Una vittoria di sostanza. La reazione nei momenti più delicati è una delle cose più positive della serata? "Sì, era quello che ci serviva. Prima della partita avevamo detto che dovevamo fare uno step in avanti e secondo me lo abbiamo fatto. La Repubblica Ceca è un'ottima squadra e lo ha dimostrato, però siamo stati bravi".
Cosa ti è piaciuto di più nel punto a punto? "Anche quando la partita era equilibrata non abbiamo mai mollato e non siamo mai andati sotto con la testa. Siamo rimasti concentrati e abbiamo cercato di fare nel miglior modo possibile le cose che dovevamo fare".
È quindi un altro passo avanti nel percorso dell'Italia? "Secondo me sì. Dobbiamo continuare su questo trend e cercare di essere sempre più incisivi quando abbiamo le occasioni".
Dal punto di vista tecnico, cosa ha funzionato meglio? "Questa sera il servizio ha funzionato molto bene e ci ha dato una grossa mano. Abbiamo fatto anche un'ottima fase di side-out e di cambio palla, che era fondamentale soprattutto considerando la qualità dei loro battitori".
Quanto conta essere riusciti a reggere anche contro il loro servizio? "Molto. Siamo riusciti a gestire bene battute importanti e questo ci ha permesso di costruire il nostro gioco. Siamo sicuramente contenti di questa vittoria".
Ora si volta subito pagina. "Sì, adesso resettiamo, ci portiamo dietro le cose positive di questa gara e pensiamo alla Slovenia".
Nelle ultime gare si è visto il contributo di tanti giocatori e di reparti diversi. È un segnale importante? "Sì, ed è proprio questo che conta. Contro la Slovacchia erano stati molto importanti i centrali, oggi hanno inciso di più gli attaccanti di palla alta. Il contributo di tutti è fondamentale".

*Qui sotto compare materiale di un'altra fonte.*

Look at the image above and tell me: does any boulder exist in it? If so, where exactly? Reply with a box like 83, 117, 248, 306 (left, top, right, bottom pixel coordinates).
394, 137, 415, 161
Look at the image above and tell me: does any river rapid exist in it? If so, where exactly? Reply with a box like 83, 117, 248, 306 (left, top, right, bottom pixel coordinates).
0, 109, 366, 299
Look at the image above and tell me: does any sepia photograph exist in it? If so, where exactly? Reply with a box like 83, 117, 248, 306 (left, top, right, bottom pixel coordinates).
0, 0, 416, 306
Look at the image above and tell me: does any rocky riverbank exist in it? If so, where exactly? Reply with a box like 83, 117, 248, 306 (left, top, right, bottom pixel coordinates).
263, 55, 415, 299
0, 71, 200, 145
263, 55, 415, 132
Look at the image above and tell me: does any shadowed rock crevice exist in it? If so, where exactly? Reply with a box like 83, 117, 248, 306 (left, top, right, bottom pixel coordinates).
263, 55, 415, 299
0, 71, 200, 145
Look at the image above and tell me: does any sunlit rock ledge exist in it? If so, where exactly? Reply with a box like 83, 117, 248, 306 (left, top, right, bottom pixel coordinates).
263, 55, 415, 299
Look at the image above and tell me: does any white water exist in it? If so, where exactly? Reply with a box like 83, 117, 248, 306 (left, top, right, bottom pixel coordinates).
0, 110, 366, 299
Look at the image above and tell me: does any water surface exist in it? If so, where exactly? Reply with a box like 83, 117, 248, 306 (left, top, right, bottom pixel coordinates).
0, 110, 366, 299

La sfida con la Slovenia forse vale anche il primo posto nel girone. "È quello a cui dobbiamo pensare adesso. Come ho detto altre volte, bisogna affrontare una partita alla volta e non guardare troppo avanti. Abbiamo chiuso il capitolo Repubblica Ceca, ora la testa è sulla Slovenia, con l'obiettivo del primo posto nel girone. Poi penseremo agli ottavi".